Nuestra reflexión no debe olvidar que, en la atormentada historia española, los miembros de la Institución serían perseguidos, y no pocos hubieron de emigrar, generosamente acogidos en los países hermanos allende el océano, donde dejaron cumplido testimonio de sus saberes. Especialmente patética me parece al respecto la dispersión de la rica escuela de Cajal, que repartiría por el mundo muy acreditados científicos.

Hoy, al evocar a Giner, al contemplar agradecidos el acierto y la implantación de su obra, es oportuno recordar alguno de los valores que auspiciaba: la primacía de la educación y de la preparación para la educación desde el gusto por esta profesión; la importancia de la investigación, generosa y paciente, el aprecio de la cultura y la revalorización de nuestros testimonios histórico-artísticos, el cuidado y atención a los maestros y a todo tipo de profesores, la autoexigencia de éstos y la dedicación sincera, el mérito y la capacidad como único criterio de selección, la educación de los alumnos en el convencimiento y la responsabilidad, sin mengua del respeto efectivo a la disciplina, en un universo en el que el juego y el deporte ocupaban lugar destacado. No olvidemos su aprecio por los paisajes españoles y, en concreto, el gozo por el descubrimiento de las bellezas del Guadarrama.

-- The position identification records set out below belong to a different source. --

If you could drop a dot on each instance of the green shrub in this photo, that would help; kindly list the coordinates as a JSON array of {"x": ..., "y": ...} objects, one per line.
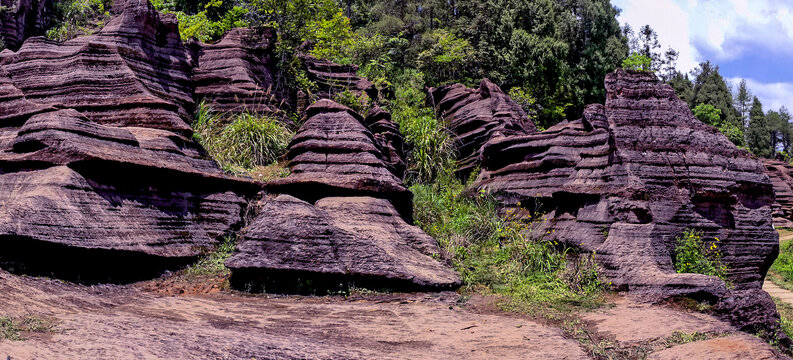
[
  {"x": 503, "y": 255},
  {"x": 695, "y": 255},
  {"x": 240, "y": 142},
  {"x": 637, "y": 62},
  {"x": 784, "y": 262}
]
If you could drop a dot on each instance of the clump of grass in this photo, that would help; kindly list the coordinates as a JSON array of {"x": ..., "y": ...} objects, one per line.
[
  {"x": 12, "y": 329},
  {"x": 696, "y": 255},
  {"x": 214, "y": 262},
  {"x": 240, "y": 143},
  {"x": 502, "y": 255}
]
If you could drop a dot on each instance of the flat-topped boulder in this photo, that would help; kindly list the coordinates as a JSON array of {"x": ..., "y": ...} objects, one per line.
[
  {"x": 294, "y": 246},
  {"x": 474, "y": 116},
  {"x": 100, "y": 179},
  {"x": 629, "y": 178},
  {"x": 781, "y": 174}
]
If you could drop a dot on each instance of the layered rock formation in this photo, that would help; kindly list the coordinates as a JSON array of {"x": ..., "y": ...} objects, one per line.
[
  {"x": 627, "y": 179},
  {"x": 332, "y": 78},
  {"x": 22, "y": 19},
  {"x": 98, "y": 172},
  {"x": 343, "y": 220},
  {"x": 781, "y": 174},
  {"x": 237, "y": 74},
  {"x": 476, "y": 116},
  {"x": 335, "y": 154}
]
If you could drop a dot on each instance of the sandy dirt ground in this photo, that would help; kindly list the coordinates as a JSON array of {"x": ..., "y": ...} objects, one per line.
[
  {"x": 131, "y": 322},
  {"x": 161, "y": 320}
]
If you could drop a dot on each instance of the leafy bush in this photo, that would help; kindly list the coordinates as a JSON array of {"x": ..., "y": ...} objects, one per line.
[
  {"x": 784, "y": 262},
  {"x": 72, "y": 17},
  {"x": 214, "y": 262},
  {"x": 501, "y": 254},
  {"x": 240, "y": 142},
  {"x": 694, "y": 255},
  {"x": 637, "y": 62}
]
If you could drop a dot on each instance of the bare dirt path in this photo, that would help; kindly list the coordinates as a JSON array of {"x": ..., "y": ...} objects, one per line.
[{"x": 125, "y": 322}]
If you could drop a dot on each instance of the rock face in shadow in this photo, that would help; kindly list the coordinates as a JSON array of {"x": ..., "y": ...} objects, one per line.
[
  {"x": 781, "y": 174},
  {"x": 475, "y": 116},
  {"x": 96, "y": 156},
  {"x": 237, "y": 74},
  {"x": 627, "y": 179},
  {"x": 335, "y": 154},
  {"x": 332, "y": 78},
  {"x": 345, "y": 219},
  {"x": 23, "y": 19}
]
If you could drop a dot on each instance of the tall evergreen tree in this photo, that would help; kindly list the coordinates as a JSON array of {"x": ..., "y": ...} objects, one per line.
[
  {"x": 758, "y": 134},
  {"x": 743, "y": 102},
  {"x": 710, "y": 88}
]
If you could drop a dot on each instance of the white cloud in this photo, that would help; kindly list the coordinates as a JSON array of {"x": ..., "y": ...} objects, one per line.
[
  {"x": 724, "y": 29},
  {"x": 773, "y": 95}
]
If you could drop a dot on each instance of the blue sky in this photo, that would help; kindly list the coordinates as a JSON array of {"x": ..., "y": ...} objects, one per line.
[{"x": 748, "y": 39}]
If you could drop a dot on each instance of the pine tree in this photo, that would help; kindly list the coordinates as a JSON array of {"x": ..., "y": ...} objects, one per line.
[
  {"x": 743, "y": 102},
  {"x": 758, "y": 134}
]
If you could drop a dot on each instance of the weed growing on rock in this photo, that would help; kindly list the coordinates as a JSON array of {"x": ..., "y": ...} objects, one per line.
[
  {"x": 214, "y": 262},
  {"x": 694, "y": 254},
  {"x": 12, "y": 329},
  {"x": 240, "y": 142},
  {"x": 503, "y": 255}
]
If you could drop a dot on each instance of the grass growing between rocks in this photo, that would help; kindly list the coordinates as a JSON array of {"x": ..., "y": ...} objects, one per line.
[
  {"x": 12, "y": 329},
  {"x": 503, "y": 256},
  {"x": 241, "y": 143}
]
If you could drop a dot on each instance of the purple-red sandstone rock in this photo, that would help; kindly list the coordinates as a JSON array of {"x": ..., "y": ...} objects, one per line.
[
  {"x": 630, "y": 177},
  {"x": 98, "y": 172},
  {"x": 781, "y": 174},
  {"x": 335, "y": 154},
  {"x": 294, "y": 246},
  {"x": 475, "y": 116}
]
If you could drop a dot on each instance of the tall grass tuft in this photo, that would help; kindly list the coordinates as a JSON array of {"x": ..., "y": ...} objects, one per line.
[
  {"x": 240, "y": 142},
  {"x": 502, "y": 254}
]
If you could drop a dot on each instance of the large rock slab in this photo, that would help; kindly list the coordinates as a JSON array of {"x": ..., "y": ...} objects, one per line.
[
  {"x": 293, "y": 246},
  {"x": 99, "y": 177},
  {"x": 474, "y": 116},
  {"x": 628, "y": 178},
  {"x": 237, "y": 74},
  {"x": 781, "y": 174}
]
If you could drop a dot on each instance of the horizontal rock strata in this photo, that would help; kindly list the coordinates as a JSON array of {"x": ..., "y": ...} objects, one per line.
[
  {"x": 96, "y": 158},
  {"x": 781, "y": 174},
  {"x": 474, "y": 116},
  {"x": 627, "y": 179},
  {"x": 345, "y": 219}
]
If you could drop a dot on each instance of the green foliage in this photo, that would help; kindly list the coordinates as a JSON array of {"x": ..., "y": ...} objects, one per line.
[
  {"x": 240, "y": 142},
  {"x": 445, "y": 57},
  {"x": 72, "y": 18},
  {"x": 501, "y": 254},
  {"x": 637, "y": 62},
  {"x": 758, "y": 133},
  {"x": 210, "y": 23},
  {"x": 214, "y": 262},
  {"x": 707, "y": 114},
  {"x": 694, "y": 255}
]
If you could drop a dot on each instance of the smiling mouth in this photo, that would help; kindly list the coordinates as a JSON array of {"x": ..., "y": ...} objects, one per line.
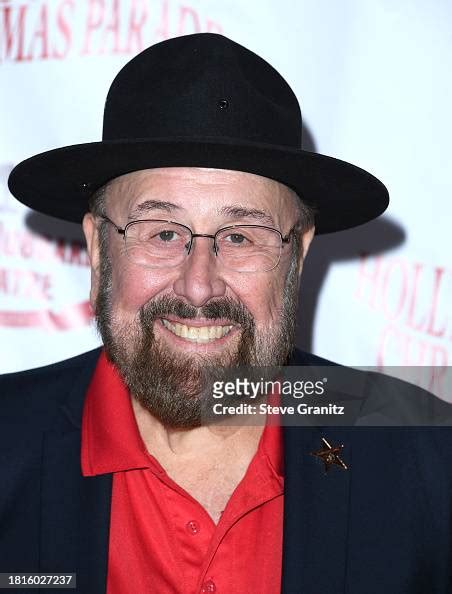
[{"x": 197, "y": 333}]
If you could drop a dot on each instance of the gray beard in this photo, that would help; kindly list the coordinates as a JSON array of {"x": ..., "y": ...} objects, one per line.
[{"x": 176, "y": 388}]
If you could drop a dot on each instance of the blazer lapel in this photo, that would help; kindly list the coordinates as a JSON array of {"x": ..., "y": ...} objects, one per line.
[{"x": 316, "y": 509}]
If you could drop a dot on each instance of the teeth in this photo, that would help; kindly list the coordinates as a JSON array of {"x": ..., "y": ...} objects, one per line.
[{"x": 197, "y": 334}]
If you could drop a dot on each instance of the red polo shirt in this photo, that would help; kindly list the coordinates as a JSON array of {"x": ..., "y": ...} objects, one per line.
[{"x": 161, "y": 539}]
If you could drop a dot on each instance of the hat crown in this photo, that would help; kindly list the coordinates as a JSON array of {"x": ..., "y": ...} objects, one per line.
[{"x": 202, "y": 86}]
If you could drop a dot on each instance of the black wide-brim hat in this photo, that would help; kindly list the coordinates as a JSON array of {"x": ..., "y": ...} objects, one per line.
[{"x": 200, "y": 101}]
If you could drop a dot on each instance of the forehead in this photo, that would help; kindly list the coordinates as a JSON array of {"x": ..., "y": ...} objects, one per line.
[{"x": 200, "y": 191}]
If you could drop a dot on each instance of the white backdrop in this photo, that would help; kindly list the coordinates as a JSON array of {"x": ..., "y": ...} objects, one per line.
[{"x": 373, "y": 79}]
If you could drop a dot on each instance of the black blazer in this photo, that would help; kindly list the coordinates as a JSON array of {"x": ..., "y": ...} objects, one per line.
[{"x": 382, "y": 527}]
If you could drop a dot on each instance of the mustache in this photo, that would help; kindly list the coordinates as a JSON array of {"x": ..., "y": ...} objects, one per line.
[{"x": 221, "y": 308}]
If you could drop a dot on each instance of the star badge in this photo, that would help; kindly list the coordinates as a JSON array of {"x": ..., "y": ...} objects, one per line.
[{"x": 330, "y": 455}]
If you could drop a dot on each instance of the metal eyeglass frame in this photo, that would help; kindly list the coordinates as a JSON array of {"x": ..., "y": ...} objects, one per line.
[{"x": 123, "y": 232}]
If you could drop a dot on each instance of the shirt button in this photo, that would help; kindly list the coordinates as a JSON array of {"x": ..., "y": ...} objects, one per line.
[
  {"x": 193, "y": 527},
  {"x": 208, "y": 586}
]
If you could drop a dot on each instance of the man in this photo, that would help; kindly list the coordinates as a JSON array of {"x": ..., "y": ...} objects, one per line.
[{"x": 198, "y": 209}]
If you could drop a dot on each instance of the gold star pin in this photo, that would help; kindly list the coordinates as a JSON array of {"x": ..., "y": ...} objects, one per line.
[{"x": 330, "y": 455}]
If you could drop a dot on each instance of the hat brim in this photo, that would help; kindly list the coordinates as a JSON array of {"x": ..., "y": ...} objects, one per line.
[{"x": 59, "y": 182}]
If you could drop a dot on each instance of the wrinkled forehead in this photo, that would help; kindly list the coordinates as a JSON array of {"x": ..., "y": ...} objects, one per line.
[{"x": 200, "y": 192}]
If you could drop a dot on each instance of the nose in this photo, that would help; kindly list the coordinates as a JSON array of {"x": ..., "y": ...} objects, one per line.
[{"x": 199, "y": 279}]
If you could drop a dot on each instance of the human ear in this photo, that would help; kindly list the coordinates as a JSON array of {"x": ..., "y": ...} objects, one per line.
[{"x": 91, "y": 232}]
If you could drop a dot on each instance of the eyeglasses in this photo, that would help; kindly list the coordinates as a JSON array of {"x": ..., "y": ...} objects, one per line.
[{"x": 163, "y": 244}]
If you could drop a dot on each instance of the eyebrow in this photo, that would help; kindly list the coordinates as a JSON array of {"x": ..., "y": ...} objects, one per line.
[
  {"x": 241, "y": 212},
  {"x": 150, "y": 205}
]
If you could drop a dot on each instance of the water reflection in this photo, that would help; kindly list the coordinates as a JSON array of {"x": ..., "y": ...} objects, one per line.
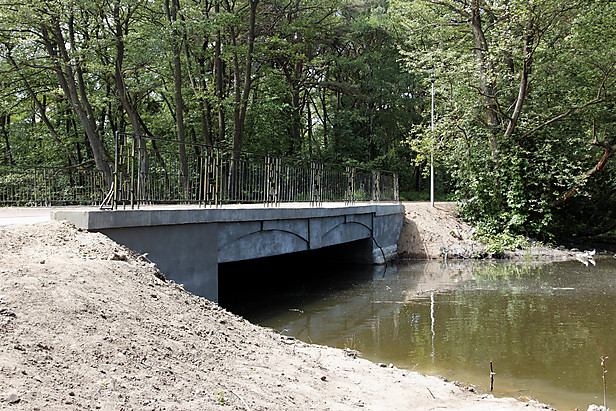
[{"x": 545, "y": 327}]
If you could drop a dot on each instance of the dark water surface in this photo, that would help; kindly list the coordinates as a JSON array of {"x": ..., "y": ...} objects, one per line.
[{"x": 544, "y": 327}]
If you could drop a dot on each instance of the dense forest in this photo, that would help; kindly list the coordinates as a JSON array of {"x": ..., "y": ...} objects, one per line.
[{"x": 523, "y": 92}]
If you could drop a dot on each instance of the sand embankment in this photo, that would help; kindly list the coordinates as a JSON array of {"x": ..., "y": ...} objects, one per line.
[{"x": 85, "y": 324}]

Hay un poema impresionante en la historia de la literatura española, muy breve además, que creo deberían aprender de memoria todos nuestros estudiantes, en que se enlazan dos de los grandes valores de nuestra historia cultural, Antonio Machado y Giner, al evocar aquel la muerte de éste. No es un poema luctuoso, en cuanto el mensaje del maestro sería, según señalaba don Antonio, «Hacedme un duelo de labores y esperanzas. / Sed buenos y no más…». Y esa impresionante constatación, con tan enérgico y hermoso remate: «Lleva quien deja y vive el que ha vivido. / ¡Yunques, sonad; enmudeced campanas!». Sin olvidar la hermosa lección, reto para todos nosotros todavía, cuando tras su referencia al Guadarrama, concluye el poema: «Allí el maestro un día / soñaba un nuevo florecer de España». En suma, un aniversario para recordar y evocar, para reflexionar, y para cobrar fuerzas e ilusión, sabiendo que «la vida sigue, /los muertos mueren y las sombras pasan».

Lorenzo Martín-Retortillo Baquer, miembro de la Real Academia de Jurisprudencia y Legislación y del Colegio Libre de Eméritos.